As for the Ulster Unionist Party, it was a “natural choice” for her, given the fact both her parents were “strong stalwarts” and heavily involved in it.
Jo-Anne laughs that even now, people will come up to her mother, Joan, and ask her if she can help them with something, and she will direct them to her daughter.
“Mum will text me and say, ‘ can you help out such and such’ and name about 10 names, and then at the end of it add, ‘try to take a wee rest’.”
She describes the support she has had from the party as “fantastic”, and says she has never faced any problems due to her gender, although she firmly believes that she “went through the selection process with everyone else”.

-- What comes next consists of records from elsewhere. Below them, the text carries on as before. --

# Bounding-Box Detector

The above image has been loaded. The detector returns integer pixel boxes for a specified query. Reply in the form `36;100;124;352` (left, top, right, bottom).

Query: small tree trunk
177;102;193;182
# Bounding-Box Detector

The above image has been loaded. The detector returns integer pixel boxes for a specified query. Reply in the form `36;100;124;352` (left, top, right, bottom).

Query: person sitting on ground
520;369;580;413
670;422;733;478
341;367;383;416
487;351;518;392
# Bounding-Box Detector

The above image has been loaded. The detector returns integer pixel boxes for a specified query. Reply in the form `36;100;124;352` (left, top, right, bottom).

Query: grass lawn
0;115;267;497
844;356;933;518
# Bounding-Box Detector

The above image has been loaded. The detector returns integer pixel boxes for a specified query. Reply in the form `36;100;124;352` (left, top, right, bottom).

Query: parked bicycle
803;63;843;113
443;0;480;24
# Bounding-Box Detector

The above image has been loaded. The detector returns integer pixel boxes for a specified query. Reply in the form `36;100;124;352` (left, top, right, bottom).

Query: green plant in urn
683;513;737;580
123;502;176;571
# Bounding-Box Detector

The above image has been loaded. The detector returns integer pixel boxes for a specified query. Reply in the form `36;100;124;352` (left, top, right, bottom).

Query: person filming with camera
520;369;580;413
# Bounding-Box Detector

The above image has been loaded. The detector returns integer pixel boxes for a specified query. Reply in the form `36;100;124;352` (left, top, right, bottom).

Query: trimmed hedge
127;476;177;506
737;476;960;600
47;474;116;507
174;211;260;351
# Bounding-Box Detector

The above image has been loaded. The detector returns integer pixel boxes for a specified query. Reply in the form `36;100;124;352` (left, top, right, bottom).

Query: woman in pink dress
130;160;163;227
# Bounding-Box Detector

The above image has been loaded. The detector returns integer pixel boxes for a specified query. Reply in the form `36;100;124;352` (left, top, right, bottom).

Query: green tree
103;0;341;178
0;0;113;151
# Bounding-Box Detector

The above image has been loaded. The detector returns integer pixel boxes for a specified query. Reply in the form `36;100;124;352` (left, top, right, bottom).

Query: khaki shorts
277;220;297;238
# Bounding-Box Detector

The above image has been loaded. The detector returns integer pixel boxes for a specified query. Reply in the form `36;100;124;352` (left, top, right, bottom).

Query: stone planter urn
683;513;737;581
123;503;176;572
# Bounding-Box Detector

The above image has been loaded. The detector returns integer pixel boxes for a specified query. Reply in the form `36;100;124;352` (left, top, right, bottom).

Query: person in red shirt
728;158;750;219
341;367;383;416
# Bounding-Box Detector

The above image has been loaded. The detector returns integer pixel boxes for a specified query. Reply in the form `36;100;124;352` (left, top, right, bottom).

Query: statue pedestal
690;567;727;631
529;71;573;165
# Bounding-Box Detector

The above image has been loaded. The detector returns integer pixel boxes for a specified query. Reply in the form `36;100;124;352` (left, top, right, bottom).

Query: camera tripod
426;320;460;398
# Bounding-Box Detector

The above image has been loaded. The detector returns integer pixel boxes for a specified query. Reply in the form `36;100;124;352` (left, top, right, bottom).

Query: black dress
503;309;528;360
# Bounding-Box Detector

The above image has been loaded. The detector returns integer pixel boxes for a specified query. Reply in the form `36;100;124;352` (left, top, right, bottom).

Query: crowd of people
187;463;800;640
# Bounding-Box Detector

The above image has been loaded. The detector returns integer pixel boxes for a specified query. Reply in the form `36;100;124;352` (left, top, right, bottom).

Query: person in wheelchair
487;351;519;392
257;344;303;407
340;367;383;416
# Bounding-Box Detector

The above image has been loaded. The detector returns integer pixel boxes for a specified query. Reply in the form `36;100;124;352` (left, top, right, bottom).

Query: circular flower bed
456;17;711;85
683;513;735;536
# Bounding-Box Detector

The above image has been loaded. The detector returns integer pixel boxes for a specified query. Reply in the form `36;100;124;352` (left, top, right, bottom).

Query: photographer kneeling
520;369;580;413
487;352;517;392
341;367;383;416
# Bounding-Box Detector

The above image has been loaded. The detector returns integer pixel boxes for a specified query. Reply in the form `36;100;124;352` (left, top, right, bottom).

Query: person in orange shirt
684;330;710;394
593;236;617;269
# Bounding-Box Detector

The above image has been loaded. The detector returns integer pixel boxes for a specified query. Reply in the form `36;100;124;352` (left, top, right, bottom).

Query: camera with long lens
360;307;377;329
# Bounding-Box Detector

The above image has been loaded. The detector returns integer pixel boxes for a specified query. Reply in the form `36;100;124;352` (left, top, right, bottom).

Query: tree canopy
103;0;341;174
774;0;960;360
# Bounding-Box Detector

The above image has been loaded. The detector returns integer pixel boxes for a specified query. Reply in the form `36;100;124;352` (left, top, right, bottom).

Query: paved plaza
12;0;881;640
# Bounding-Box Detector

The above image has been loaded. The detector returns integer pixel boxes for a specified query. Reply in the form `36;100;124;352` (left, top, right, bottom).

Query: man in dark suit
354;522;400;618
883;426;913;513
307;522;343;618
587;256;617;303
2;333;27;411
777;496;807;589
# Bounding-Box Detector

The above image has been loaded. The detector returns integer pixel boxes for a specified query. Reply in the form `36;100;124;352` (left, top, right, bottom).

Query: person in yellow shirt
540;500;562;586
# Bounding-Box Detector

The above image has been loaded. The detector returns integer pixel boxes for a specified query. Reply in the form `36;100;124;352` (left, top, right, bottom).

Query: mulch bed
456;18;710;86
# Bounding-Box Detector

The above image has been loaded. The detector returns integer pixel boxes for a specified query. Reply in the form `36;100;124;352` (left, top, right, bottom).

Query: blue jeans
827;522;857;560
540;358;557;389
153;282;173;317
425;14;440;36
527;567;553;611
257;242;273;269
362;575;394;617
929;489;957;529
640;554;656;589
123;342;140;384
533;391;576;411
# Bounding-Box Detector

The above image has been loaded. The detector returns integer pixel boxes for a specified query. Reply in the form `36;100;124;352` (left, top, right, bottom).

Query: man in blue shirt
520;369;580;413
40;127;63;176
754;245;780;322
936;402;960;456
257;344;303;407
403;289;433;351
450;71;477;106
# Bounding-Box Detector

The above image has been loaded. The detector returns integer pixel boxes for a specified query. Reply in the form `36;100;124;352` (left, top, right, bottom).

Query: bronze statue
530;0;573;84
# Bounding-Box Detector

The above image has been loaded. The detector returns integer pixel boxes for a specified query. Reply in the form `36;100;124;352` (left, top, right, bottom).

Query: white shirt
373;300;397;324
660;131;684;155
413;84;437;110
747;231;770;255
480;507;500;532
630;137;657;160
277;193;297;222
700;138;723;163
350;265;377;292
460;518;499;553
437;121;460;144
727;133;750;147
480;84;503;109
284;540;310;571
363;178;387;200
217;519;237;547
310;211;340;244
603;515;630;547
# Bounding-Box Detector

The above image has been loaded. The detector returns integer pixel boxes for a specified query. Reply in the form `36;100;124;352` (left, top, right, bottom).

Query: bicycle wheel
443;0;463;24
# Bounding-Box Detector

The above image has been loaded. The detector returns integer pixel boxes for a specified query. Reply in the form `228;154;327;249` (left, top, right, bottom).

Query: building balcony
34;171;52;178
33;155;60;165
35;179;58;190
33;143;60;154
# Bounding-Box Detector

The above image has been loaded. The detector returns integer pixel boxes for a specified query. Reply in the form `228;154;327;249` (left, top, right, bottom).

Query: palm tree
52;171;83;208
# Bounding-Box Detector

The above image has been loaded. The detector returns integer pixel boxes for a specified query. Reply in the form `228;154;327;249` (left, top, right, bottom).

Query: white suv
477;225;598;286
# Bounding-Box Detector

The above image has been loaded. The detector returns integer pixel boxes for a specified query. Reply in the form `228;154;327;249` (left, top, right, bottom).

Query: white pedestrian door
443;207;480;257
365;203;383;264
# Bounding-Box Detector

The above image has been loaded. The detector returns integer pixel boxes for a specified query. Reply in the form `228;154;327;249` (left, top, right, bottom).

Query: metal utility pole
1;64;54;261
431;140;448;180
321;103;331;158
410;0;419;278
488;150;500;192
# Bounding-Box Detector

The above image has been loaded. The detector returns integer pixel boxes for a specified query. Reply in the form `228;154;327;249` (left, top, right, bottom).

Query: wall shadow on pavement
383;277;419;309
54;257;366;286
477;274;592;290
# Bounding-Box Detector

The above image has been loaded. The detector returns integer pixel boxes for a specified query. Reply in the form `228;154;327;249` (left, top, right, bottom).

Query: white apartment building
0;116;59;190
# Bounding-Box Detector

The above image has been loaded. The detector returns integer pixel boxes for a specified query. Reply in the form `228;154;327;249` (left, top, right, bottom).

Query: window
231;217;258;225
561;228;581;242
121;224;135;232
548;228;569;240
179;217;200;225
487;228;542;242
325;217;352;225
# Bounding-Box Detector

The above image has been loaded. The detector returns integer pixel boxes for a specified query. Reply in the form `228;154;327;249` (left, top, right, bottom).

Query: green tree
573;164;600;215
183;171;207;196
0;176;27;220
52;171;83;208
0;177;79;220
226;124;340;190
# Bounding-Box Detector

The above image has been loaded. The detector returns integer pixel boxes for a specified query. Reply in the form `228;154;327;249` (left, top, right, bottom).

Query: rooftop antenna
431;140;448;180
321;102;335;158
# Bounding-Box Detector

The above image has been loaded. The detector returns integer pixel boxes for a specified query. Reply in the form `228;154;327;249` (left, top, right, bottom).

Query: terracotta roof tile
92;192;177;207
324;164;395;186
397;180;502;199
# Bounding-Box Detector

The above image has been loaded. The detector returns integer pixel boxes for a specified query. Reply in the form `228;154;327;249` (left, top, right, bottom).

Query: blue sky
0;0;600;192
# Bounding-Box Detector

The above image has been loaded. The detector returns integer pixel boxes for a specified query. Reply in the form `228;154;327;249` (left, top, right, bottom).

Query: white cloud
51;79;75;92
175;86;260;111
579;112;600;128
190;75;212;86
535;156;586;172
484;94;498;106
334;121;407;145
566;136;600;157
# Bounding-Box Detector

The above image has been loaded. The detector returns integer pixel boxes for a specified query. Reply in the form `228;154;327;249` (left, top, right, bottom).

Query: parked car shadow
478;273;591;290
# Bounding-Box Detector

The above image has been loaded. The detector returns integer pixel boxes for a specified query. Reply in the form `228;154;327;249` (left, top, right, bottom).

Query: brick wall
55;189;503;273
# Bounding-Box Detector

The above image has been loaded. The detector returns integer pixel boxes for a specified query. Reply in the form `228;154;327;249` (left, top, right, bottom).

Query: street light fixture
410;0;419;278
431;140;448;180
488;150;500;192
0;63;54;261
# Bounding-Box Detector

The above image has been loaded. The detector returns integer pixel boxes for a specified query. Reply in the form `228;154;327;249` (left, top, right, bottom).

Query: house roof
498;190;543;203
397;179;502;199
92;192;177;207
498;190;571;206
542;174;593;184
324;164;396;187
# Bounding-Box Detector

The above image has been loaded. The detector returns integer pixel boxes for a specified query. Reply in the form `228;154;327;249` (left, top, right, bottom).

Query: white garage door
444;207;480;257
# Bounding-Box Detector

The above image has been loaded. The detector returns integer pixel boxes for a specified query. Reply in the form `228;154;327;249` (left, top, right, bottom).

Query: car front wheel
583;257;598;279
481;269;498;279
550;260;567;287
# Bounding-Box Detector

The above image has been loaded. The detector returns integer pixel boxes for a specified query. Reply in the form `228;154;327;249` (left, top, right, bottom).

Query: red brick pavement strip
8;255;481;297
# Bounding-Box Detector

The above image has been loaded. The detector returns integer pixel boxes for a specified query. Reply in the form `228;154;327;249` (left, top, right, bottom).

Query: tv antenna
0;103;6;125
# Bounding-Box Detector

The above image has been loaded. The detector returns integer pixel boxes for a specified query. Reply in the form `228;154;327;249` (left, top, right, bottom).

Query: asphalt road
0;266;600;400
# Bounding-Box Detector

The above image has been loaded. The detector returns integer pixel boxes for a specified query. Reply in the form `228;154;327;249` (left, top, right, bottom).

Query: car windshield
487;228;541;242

She is keen that other young women across the Province are encouraged to come into politics if that is their dream, and aren’t put off by the confrontational aspect that is often conveyed by the insult-hurling and point-scoring often seen on TV and in the media.
As a consequence she takes care to introduce students who come to shadow her to the other side of politics, the grass roots side, and spends time allowing them to see what goes on at Stormont in committee meetings, for example, and in the local constituency.
Learning to deal with criticism and ‘Twitter trolls’ has been something of a learning curve for Jo-Anne herself.
Like other politicians, she has been on the receiving end of unkind remarks, and thanks to the prevalence of social media, so-called ‘keyboard warriors’ can make their feelings known about political representatives in a very public and often harsh, cruel and demeaning manner.
Jo-Anne says you have to train yourself to be able to “shirk it off”.
She adds: “If you believe in yourself and know that what you’re trying to do is fundamentally right, rise above it. But it is very, very difficult, and some days you’re better at dealing with it than others.”
Social media has played its part in making Jo-Anne’s life more challenging in another way – specifically, that she is virtually, ‘on call’ 24/7.
“I can get a message from someone at the weekend unhappy because their bin hasn’t been emptied. The next message can be from someone saying they don’t feel themselves, and are going to do something. You don’t want to miss anything.”
She adds that her patient husband will at times scold her for being on her phone at 1am and order her to put it away.
But he is “great”, she says, insisting that “having a supportive family and a good team around you” is the only way you can achieve any kind of work life balance in this game.
“A lot of my home life morphs into the work we do. John will come to a lot of health and agriculture events with me at the weekend and that, in essence, is his way of seeing me!”
The pair met when they were just 16, at the Belmont Hotel in Banbridge, and were engaged when Jo-Anne was sitting her A levels. They were married a couple of years later.
“I have to say I have been so fortunate – my husband is absolutely brilliant,” she says. “You need that support at home, or to have someone who, when you are getting in very late at night, is there to say to you – ‘you did well there.’”
The mum-of-two also counts herself as very blessed when it comes to her friendships as well. “They are so understanding. They know how busy I am, so they’ll say look, if you have a free Saturday night coming up, please call round and we’ll get a Chinese. And they know not to push. But similarly I can say to them, I can meet you for coffee on Saturday morning, but it’s a Marie Curie Fundraiser, or whatever, so can you come and support it? And they do.”